What’s Marketing Got to Do With It?

I spent two years as a List Management Associate at a direct mail and email advertising/fundraising firm. In my position, I learned a great deal about the trade; I read thousands of pages of copy, went to several trade conferences, hooked up with a knowledgeable mentor, and learned a pocket-sized dictionary’s worth of industry-specific words (“list,” “a-b test,” “response rate,” “open rate,” the list goes on).

Ultimately, the industry was not for me. I had a wild career shift and left direct advertising entirely, taking a position within an office of risk management at a local university. With a change in industry comes a fresh start… which comes with a little bit of baggage, particularly when moving from one career with a dictionary’s worth of industry-specific words to another with one of its own (“COI,” “credentialing verification,” “binder,” “policy,” once again the list goes on).

In my academic work, I spend a lot of time working to combine two things that seem different on the surface, but have enough underlying similarities that joint readings can complement each other and make clear what is often hidden.This tendency is hinted at on my undergraduate degree from the University of Mary Washington, a BS in Economics and English Literature, but can also be seen in much of the coursework and projects I’ve done over the years.

I practiced this in depth during an independent study I created while an undergraduate that looked at how authors enacted various economic theories in speculative science fiction novels—a project I was inspired to undertake after reading a blog from Noahpinion. I was prone to do this for random assigned papers as well… once, for a final paper on a course focusing on Utopian and Dystopian philosophy and literature, I wrote about The Breakfast Club and how it represents a brilliant utopian intentional community in the midst of the dystopia that is American high school. One could say that I’ve now peaked with a recent piece of work I presented at the first Douglas Coupland Conference in which I looked at the advertising strategies that adman-turned-filmmaker-turned-ad-exec Herschell Gordon Lewis discussed in his many books and how they can be used to better understand Coupland’s contemporary work.

I first learned of Herschell Gordon Lewis’s work—his work in film, that is—as an undergraduate student during a course on film and culture. I learned of Herschell Gordon Lewis’s marketing work through my mentor at the direct advertising firm I worked at for a couple of years. I cannot say that I find all of his methods particularly agreeable, there are nuggets of true brilliance that I find are applicable across a myriad of different industries. A particular teaching I’ve always been drawn to is found in his textbook On the Art of Writing Copy, he calls it “The Clarity Commandment,” which states:

When choosing words and phrases, clarity is paramount. Let no other component of the message mix [or] interfere with it.

Herschell Gordon Lewis

One of my many responsibilities as a Risk Analyst involves running the driver authorization program. This is a large program, that includes a variety of diverse departments—Campus Police, Facilities, Student Clubs, University Information Services to name but a few—and well over 1,000 drivers. I quickly learned that there was no single communication strategy that could reach every individual in the program and that each department had highly specific individual needs that had to be met.
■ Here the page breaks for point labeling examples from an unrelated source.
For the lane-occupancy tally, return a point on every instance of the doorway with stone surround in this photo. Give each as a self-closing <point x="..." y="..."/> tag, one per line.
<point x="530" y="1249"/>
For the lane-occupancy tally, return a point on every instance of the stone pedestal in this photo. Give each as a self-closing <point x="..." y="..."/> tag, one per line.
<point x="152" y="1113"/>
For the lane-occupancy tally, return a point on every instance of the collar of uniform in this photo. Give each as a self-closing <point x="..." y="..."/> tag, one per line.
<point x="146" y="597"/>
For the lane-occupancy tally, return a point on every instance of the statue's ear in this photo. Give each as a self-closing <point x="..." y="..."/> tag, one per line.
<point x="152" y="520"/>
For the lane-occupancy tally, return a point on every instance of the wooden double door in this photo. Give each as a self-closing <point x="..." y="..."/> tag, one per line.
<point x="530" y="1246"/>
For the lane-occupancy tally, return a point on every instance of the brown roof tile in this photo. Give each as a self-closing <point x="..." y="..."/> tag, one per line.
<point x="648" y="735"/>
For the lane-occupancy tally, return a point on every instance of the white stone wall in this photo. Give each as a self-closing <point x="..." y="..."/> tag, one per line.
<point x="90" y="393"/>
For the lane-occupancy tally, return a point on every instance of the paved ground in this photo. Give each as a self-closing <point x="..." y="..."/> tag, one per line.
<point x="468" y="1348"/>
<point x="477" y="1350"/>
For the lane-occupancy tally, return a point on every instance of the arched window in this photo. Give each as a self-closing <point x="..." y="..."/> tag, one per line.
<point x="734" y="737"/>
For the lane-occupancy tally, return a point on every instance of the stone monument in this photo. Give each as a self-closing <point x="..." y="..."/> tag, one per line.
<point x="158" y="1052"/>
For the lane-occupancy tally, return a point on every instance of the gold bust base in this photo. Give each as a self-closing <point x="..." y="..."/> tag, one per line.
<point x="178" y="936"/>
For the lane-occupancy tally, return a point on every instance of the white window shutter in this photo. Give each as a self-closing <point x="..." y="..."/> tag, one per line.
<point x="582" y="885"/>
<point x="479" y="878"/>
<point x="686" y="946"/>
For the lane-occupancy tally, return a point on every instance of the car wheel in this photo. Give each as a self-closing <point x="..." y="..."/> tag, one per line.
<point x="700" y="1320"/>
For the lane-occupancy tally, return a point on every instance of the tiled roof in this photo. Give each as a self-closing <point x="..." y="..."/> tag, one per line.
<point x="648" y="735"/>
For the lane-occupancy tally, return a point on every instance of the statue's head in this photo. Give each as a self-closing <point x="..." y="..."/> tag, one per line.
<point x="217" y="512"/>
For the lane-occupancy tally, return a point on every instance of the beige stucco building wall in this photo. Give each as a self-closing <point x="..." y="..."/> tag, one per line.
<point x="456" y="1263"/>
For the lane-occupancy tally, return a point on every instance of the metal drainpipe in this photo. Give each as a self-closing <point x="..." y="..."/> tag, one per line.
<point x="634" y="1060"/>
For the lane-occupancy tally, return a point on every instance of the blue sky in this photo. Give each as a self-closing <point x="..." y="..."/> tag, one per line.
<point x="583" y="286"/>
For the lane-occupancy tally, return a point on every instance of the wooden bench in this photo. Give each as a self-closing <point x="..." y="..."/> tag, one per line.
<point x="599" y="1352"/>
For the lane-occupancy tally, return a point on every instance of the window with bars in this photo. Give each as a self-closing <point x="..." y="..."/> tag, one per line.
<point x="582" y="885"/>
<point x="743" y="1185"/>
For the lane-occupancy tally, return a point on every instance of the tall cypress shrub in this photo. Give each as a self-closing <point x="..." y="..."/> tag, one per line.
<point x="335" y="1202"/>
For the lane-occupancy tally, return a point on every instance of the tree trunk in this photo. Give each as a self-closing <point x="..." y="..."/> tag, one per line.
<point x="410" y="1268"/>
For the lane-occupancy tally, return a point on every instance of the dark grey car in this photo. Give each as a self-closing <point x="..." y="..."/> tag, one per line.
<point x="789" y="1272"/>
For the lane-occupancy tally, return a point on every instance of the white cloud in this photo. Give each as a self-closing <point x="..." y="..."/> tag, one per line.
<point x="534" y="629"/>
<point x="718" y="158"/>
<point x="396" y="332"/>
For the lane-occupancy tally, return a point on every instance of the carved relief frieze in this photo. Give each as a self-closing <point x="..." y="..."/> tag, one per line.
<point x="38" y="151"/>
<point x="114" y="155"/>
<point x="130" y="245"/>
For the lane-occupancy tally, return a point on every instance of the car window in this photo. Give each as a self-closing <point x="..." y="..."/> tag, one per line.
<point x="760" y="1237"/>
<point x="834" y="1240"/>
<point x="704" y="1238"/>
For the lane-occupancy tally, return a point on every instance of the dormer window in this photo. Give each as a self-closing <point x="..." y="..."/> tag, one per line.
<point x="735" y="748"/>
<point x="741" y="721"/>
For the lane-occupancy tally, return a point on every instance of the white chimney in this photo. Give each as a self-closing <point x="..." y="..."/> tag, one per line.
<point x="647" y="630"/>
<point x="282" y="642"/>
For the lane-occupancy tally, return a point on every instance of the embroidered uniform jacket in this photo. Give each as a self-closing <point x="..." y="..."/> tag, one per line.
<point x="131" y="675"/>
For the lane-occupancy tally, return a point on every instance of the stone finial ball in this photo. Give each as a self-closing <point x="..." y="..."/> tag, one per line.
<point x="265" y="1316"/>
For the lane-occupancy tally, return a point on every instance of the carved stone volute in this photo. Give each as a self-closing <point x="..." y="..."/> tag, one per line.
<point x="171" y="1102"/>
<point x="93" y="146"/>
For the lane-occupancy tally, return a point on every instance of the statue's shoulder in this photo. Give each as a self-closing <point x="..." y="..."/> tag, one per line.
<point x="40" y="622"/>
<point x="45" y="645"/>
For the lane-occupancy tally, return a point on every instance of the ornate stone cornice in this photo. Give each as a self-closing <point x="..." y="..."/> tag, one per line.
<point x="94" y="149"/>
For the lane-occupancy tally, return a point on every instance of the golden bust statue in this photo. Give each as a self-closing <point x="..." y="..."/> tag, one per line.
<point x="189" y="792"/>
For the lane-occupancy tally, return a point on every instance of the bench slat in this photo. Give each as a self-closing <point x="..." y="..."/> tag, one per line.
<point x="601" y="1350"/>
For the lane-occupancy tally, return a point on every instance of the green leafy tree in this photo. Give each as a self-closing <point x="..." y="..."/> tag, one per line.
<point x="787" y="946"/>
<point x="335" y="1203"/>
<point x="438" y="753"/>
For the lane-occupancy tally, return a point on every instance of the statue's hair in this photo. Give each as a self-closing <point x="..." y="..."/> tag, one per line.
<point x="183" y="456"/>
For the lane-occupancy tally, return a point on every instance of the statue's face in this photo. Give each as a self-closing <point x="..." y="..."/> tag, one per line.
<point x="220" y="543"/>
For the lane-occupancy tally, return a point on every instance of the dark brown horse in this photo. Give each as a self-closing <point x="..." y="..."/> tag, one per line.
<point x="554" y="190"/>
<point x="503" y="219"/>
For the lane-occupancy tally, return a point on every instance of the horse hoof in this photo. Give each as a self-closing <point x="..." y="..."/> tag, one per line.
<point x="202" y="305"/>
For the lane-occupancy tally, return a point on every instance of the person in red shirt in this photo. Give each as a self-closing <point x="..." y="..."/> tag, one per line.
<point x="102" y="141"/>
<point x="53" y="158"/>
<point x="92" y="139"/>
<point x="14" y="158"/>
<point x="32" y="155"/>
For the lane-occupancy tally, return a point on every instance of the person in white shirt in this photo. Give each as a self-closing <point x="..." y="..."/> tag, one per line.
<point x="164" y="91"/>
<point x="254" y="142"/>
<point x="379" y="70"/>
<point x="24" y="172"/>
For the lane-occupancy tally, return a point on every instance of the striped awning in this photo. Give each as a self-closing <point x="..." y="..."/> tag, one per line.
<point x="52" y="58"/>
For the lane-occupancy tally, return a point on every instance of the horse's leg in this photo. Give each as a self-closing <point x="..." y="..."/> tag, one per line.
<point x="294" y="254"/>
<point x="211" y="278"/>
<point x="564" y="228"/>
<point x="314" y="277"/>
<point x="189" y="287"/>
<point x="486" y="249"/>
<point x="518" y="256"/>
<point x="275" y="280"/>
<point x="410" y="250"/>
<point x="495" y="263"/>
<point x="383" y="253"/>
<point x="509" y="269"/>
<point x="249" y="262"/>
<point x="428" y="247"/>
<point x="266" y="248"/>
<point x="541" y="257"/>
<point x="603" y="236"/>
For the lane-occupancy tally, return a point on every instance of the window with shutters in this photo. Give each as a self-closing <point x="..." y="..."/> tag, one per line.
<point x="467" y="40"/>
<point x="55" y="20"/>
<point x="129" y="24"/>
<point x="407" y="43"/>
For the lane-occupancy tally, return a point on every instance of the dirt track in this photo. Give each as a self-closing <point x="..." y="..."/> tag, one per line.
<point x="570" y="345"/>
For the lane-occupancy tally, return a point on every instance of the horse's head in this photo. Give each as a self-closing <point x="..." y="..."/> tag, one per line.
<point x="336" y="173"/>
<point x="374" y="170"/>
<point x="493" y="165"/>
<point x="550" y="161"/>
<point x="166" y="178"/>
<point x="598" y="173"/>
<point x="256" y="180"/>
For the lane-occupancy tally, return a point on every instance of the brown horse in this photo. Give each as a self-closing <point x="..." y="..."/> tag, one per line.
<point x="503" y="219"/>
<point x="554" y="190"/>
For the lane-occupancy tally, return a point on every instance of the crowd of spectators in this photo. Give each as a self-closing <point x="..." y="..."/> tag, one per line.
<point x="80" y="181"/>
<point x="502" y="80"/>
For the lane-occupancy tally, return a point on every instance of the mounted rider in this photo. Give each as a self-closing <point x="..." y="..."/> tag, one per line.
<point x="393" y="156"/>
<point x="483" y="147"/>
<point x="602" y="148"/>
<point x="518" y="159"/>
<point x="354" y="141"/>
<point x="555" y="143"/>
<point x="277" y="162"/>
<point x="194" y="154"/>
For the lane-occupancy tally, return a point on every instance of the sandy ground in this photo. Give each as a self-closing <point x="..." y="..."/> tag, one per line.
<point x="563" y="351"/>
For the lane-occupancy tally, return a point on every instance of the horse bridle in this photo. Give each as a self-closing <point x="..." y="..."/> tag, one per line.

Rather than attempting to create a universal communication strategy, I’ve been working to create department-tailored communications in conjunction with various department heads so that our the driver authorization program’s messaging remains clear. Combined with my innate desire to produce accessible messaging—a desire stemming from challenges presented by my hearing loss—my department is working with stakeholders to learn the best way to reach every driver in a manner that they will be receptive to. 

This project has included a revamp of my department’s web page, rudimentary “a-b testing,” the detailed tracking of communication response rates across a multitude of channels (email, phone call, g-chat message), and more. There’s still a lot of work left to do, but what has become increasingly clear is that past work experience I had that seemed totally inapplicable in my new industry has proven to be quite valuable. I’ve learned to discount none of my past and look deep within myself to find new ways to look at complicated contemporary problems.